I didn’t, despite having grown up a couple miles away. The red-and-white cylinders that regularly exhaled gray clouds of smoke were a sight so familiar as to have become invisible. When we looked it up later, it turned out that the power station was in fact the second-worst offender in the state in terms of dangerous emissions. This ominous monument just outside my door, and I can’t recall ever giving it a moment’s consideration.
“Anybody who has survived his childhood has enough information about life to last him the rest of his days,” Flannery O’Connor famously said. But for a long time I couldn’t imagine that a childhood spent in a place as unremarkable as the south shore of Long Island had left me any profound insights that could serve my fiction. The particularity, the strangeness of my hometown was as invisible as the emissions that might have been slowly poisoning us.
Significant portions of The Nobodies are set on Long Island, so I had to return to what it was like to come of age there, mining the place for evocative qualities. I found that recalling specifics and infusing them into the narrative did give the otherworldly aspects of the story a necessary and solid foundation. But also, quickly enough, these two elements—the concrete details of a real place, and the magical details of swapping bodies—ceased to seem as simple as a Kansas/Oz binary. Soon there was slippage between the two. I was finding a lot of strangeness in the mundane, and vice versa.
There’s much that’s bizarre and even horrifying in the idea of switching bodies with another person, in leaving yourself behind and walking around in someone else’s skin. And there were scary existential questions this power raised for me, about notions of a fixed self, of containing any permanence or coherence, and of the ethics of entering the inner sanctum of another.
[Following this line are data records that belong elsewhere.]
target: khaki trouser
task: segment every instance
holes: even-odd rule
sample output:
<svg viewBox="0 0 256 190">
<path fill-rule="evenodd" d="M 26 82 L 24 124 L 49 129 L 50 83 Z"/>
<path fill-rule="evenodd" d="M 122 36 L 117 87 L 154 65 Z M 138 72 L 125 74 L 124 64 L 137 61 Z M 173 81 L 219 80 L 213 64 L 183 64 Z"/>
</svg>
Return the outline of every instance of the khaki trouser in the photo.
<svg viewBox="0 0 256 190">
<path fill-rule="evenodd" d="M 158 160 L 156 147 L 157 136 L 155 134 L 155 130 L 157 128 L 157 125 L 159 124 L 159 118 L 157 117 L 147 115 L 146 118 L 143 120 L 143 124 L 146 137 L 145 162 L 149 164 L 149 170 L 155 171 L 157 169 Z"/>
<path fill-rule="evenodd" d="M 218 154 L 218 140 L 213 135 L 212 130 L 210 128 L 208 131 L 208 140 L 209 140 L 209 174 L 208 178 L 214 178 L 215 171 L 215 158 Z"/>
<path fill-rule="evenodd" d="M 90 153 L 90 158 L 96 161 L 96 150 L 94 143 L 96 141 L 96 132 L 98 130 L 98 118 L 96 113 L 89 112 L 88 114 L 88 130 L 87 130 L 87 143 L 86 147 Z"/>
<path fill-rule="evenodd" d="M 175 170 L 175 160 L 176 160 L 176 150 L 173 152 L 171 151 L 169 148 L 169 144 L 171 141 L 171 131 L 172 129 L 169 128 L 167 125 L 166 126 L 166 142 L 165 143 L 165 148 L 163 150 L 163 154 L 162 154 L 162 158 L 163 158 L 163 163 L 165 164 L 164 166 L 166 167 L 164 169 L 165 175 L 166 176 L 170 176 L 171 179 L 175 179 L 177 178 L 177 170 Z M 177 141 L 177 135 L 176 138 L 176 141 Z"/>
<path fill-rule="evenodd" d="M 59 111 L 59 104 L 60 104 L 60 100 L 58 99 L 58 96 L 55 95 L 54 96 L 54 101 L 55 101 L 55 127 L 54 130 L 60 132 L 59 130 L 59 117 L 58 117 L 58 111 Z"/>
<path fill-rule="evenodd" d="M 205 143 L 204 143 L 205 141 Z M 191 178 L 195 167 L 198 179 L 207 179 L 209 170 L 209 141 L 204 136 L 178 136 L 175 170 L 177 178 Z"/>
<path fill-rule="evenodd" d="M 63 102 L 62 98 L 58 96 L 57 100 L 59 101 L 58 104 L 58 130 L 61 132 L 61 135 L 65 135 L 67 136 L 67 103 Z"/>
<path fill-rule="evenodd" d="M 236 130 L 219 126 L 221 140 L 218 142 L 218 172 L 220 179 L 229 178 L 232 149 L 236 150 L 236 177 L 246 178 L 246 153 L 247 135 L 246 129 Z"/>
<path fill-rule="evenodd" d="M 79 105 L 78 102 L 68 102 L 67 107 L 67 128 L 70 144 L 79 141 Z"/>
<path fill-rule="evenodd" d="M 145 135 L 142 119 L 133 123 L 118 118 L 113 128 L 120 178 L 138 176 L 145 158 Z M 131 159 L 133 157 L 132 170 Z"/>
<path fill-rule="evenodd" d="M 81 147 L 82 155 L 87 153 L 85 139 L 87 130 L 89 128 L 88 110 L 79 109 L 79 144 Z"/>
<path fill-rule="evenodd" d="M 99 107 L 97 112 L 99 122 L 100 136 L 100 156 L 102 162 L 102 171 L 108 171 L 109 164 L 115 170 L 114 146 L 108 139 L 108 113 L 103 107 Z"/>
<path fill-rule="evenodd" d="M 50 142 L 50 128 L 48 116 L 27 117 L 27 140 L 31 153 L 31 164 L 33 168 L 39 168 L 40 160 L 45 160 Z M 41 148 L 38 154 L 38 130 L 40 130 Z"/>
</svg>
But as I wrote, and as Nina and Jess grew more accustomed to their power, using it more casually, I discovered that the supposedly realist side of the novel was also unsettling, or just plain strange—especially the details about Long Island. Why, I wondered for the first time, did we not perceive anything odd about the fact that the school flooded every time it rained, that we lived in the shadow of “Mount Oceanside,” a stinking town dump, that from one town to the next the demographics changed so utterly, that Long Island is one of the most segregated suburbs in the country?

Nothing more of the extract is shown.